Previous reports suggest that non-bifurcating carotid arteries may be associated with atherosclerotic plaque formation in symptomatic cases due to shear stress, tortuosity or other local factors. However, in the absence of atherosclerosis, the pathogenic association of bilateral non-bifurcating carotid arteries with cerebrovascular events remains questionable, but may be considered when other stroke etiologies are excluded.

Among congenital anomalies of the carotid artery circulation, the presence of non-bifurcating carotid artery is rare. Relevant cases with unilateral non-bifurcating carotid artery have scarcely been described in the literature (Additional file 1: Table S1). After extensive literature review, only one case with asymptomatic bilateral non-bifurcating carotid arteries associated with persistent proatlantal artery of the type I variety, anastomosing the right ICA and the right vertebral artery, was identified [1].

We present the case of a 40-year-old man with recurrent cerebrovascular events presenting with non-bifurcating carotid arteries bilaterally.

A 40-year-old Asian man presented in the emergency department with acute right-arm weakness and dysarthria, that spontaneously resolved within 18 h. The patient was asymptomatic and hemodynamically stable upon admission. Past medical history included prior ischemic stroke in the distribution of the left middle cerebral artery, for which the etiologic investigation, follow-up and treatment were inadequately conducted at an outside Institution, untreated hyperlipidemia with low-density lipoprotein levels of 160 mg/dl and tobacco use.
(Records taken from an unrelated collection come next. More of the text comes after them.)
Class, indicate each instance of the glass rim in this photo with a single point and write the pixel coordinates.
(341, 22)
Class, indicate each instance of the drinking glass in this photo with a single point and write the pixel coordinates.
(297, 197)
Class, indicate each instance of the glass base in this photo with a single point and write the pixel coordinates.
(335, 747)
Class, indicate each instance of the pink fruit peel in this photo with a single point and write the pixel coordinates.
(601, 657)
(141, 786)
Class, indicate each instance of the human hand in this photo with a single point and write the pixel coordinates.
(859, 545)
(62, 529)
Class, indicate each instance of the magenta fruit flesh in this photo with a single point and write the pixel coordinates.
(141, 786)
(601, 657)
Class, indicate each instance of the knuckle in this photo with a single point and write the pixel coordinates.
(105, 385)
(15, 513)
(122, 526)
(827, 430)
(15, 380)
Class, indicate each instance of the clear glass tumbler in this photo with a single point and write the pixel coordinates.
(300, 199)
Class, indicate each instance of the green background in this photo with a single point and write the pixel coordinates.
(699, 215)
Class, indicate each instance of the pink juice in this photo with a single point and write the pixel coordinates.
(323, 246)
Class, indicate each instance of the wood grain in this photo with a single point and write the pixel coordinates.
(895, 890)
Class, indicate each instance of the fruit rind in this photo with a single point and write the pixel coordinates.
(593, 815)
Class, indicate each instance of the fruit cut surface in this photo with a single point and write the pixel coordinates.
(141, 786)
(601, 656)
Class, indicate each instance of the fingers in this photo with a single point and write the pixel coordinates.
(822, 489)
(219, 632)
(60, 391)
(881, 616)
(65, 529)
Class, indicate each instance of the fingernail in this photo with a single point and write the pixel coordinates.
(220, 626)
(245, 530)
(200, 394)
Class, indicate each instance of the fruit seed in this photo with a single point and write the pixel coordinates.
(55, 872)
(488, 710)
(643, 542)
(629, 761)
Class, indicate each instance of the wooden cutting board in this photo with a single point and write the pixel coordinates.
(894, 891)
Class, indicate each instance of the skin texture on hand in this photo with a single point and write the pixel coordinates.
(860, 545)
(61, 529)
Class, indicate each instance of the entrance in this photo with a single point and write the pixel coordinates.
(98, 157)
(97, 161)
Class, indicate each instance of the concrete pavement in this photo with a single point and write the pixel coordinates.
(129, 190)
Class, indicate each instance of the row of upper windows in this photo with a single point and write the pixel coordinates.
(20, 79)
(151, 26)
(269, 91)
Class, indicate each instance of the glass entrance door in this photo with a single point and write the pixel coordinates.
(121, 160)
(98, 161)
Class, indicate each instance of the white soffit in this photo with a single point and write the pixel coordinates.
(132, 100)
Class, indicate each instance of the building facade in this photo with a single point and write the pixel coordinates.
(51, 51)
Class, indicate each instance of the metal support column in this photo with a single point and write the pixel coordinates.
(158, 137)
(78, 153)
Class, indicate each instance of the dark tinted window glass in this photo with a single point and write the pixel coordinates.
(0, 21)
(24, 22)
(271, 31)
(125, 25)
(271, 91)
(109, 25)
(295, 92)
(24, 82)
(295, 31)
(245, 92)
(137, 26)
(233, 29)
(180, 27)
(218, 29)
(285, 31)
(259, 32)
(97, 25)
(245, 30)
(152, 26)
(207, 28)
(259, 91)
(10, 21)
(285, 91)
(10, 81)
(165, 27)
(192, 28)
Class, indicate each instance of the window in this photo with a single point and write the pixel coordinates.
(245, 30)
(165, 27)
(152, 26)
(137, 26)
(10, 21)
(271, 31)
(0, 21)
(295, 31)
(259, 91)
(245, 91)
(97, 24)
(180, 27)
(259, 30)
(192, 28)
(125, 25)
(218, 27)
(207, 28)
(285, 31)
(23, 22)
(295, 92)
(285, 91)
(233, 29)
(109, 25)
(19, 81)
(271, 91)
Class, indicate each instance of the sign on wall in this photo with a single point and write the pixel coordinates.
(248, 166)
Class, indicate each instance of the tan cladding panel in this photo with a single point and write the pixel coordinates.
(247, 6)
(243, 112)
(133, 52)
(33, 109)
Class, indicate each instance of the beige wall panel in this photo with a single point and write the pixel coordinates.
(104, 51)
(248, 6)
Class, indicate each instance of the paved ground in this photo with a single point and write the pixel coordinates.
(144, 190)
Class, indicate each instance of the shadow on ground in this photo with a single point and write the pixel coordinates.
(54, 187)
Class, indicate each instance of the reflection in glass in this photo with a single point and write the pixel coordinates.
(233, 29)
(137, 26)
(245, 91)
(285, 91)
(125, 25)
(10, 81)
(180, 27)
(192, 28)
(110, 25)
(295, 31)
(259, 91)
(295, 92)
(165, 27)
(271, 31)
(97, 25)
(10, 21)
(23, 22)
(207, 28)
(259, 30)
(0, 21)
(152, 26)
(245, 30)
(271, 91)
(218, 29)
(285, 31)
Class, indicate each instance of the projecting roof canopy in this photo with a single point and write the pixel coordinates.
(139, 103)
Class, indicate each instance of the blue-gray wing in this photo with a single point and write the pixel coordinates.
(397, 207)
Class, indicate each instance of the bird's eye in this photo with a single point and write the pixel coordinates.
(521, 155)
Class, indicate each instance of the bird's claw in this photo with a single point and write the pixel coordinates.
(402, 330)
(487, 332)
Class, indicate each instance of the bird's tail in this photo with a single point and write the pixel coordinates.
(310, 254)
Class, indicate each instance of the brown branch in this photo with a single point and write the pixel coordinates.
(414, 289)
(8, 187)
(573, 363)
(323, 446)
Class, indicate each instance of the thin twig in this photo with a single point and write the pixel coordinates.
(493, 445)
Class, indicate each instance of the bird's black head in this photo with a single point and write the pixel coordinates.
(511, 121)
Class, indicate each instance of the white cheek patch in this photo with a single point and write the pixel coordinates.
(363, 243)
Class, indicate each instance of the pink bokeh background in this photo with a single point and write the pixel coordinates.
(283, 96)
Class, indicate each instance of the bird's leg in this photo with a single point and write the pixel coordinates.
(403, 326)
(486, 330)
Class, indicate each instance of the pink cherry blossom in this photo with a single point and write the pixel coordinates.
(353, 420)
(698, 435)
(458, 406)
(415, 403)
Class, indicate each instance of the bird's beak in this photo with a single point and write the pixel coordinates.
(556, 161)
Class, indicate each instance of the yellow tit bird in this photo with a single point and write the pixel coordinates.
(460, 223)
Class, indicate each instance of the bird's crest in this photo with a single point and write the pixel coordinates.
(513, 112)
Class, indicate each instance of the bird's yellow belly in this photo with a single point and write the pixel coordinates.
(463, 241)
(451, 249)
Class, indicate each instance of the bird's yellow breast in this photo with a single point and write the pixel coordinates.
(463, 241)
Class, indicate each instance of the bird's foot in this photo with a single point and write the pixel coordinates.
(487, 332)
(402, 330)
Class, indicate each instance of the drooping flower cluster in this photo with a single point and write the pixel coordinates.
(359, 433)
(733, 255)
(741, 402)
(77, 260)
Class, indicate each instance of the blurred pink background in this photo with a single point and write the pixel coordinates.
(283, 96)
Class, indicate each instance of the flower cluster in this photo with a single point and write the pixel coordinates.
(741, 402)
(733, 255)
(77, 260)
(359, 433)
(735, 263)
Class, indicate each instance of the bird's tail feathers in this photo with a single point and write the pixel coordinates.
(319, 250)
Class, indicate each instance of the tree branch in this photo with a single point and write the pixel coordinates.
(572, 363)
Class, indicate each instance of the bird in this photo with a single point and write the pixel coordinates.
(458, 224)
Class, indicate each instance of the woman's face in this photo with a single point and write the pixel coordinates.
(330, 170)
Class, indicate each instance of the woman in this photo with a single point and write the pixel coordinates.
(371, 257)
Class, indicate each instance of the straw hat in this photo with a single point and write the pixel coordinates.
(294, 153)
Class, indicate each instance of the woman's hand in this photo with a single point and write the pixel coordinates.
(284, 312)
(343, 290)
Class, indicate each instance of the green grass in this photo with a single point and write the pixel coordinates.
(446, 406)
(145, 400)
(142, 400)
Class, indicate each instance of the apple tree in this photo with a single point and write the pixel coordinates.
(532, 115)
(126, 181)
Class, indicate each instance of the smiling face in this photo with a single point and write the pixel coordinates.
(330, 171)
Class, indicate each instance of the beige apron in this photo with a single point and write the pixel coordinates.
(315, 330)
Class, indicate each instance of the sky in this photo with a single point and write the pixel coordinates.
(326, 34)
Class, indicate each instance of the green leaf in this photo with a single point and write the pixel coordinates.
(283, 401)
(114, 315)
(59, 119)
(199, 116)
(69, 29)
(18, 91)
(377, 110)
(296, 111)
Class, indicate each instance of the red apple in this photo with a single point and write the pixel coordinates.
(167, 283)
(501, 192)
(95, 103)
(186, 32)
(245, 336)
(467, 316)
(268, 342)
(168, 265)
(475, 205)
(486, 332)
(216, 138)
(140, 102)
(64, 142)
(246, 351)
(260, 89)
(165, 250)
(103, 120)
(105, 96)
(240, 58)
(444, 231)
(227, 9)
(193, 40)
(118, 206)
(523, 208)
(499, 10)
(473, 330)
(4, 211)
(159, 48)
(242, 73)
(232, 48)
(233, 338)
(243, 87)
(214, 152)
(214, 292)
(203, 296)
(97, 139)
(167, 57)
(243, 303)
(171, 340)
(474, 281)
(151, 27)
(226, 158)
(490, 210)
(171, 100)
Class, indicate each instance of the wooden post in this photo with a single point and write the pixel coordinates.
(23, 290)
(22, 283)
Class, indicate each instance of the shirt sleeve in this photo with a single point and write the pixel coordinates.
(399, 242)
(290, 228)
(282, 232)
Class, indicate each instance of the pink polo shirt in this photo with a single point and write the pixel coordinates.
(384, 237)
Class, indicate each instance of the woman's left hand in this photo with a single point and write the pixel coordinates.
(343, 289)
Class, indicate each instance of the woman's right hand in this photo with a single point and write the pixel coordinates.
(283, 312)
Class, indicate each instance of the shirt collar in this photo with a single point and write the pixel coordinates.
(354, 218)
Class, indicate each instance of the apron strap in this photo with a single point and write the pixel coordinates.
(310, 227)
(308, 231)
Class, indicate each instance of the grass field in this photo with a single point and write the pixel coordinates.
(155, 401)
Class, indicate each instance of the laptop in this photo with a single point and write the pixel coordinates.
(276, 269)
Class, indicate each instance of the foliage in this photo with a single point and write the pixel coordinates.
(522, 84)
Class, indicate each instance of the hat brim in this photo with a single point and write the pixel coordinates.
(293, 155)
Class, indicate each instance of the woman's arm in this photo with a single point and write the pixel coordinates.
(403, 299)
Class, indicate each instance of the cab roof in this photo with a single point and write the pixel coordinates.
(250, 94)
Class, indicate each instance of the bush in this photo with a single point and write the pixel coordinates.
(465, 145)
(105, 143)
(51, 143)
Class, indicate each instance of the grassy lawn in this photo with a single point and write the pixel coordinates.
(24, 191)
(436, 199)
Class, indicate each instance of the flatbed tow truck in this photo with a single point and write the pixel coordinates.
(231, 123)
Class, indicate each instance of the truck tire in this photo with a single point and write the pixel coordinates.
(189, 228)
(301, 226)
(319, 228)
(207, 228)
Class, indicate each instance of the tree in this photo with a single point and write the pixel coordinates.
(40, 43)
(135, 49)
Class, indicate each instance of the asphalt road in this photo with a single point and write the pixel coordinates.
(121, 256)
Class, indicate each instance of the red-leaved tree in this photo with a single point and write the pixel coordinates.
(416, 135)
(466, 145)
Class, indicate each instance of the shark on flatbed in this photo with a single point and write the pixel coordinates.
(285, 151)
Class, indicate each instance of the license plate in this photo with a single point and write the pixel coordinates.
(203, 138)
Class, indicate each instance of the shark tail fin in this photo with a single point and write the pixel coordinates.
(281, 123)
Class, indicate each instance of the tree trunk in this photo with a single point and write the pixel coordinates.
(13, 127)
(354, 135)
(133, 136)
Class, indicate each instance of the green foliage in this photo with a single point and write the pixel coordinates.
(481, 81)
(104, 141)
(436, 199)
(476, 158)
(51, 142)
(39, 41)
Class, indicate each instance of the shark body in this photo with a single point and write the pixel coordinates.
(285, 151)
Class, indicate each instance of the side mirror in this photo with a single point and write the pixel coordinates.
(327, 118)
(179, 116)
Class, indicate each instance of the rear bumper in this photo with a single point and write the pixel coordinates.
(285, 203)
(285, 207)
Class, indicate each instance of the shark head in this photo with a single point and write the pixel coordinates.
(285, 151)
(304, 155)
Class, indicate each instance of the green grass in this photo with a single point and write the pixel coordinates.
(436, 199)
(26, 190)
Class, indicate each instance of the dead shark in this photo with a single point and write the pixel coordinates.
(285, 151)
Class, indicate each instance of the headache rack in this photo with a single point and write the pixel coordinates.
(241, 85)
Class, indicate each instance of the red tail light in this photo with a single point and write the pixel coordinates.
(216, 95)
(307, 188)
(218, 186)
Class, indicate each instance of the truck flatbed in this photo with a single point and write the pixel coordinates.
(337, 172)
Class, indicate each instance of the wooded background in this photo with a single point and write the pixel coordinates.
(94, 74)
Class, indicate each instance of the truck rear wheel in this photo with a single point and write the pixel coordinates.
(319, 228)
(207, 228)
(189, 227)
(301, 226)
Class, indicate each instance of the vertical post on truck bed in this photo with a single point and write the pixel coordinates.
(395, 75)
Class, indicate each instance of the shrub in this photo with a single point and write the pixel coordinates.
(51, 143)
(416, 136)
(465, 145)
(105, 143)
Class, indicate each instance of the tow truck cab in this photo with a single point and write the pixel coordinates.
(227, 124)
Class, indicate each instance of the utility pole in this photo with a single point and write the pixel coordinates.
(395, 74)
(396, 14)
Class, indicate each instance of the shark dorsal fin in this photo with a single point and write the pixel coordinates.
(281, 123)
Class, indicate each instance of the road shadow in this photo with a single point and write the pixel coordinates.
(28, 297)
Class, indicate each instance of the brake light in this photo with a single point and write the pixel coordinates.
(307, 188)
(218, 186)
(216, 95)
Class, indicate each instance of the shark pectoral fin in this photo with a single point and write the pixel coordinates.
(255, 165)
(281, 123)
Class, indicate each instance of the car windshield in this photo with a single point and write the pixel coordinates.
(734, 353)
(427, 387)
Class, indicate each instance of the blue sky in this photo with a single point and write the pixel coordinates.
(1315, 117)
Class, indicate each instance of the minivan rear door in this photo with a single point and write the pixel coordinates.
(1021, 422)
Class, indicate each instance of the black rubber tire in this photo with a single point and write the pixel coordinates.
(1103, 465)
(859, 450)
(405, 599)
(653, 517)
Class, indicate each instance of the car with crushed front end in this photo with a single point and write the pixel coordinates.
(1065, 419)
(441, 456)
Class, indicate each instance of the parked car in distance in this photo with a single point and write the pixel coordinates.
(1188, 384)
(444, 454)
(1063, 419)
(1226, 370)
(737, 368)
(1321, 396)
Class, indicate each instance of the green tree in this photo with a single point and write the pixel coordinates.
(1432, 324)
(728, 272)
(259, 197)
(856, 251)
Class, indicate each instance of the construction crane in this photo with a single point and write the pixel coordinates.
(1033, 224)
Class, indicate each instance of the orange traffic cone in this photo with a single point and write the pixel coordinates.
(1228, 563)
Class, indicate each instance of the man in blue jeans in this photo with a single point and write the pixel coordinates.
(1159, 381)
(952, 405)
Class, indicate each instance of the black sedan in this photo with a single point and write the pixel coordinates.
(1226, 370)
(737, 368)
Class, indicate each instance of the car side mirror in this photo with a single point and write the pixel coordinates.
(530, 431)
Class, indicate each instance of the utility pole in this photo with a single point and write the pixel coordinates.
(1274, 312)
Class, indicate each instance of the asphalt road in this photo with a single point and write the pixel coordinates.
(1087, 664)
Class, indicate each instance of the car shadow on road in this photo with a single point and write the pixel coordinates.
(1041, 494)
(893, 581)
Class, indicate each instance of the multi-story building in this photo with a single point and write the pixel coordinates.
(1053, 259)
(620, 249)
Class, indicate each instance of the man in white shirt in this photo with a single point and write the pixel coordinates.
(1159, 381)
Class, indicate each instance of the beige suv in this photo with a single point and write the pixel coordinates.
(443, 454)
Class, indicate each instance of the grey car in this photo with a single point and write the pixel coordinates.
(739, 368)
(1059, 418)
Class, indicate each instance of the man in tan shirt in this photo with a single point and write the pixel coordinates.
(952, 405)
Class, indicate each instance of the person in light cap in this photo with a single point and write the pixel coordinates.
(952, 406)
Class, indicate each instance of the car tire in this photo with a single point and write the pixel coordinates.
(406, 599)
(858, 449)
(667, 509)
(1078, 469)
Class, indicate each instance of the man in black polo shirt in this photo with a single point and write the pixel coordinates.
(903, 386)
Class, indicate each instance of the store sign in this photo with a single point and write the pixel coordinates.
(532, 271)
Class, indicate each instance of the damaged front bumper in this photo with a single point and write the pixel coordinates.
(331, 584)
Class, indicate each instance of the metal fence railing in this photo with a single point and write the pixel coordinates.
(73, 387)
During the initial patient’s evaluation, an emergent brain CT was performed that excluded any acute brain lesions. Cervical duplex ultrasound revealed normal blood flow in the common carotid arteries and internal carotid arteries (ICA) with no evidence of carotid stenosis or atherosclerotic plaques. However, the carotid bifurcation and the external carotid arteries (ECA) could not be detected bilaterally. Transcranial color-coded duplex sonography was also performed, revealing normal blood flow in the large intracerebral arteries. Pulsatility index measured at the middle cerebral arteries bilaterally was within normal limits, indicating normal cerebral hemodynamics. No microembolic signals were identified after administration of agitated saline on Transcranial Doppler bubble study excluding the presence of a right-to-left shunt.

Brain MRI demonstrated a chronic ischemic lesion in the distribution of the left middle cerebral artery, compatible with the patient’s past medical history, without revealing any new ischemic lesions (Fig. 1a, b). Brain MRA revealed an extensive network of anastomotic arteries, while the circle of Willis appeared normal (Fig. 1c–f). Neuroimaging was completed with neck MRA demonstrating non-bifurcating carotid arteries bilaterally (Fig. 2). The common carotid arteries ascended in the neck as single carotid vessels without undergoing bifurcation and continuing as ICA. A digital subtraction angiography was suggested to the patient in order to better characterize the carotid anomaly and identify the branches that would normally originate from the ECA, but the patient refused.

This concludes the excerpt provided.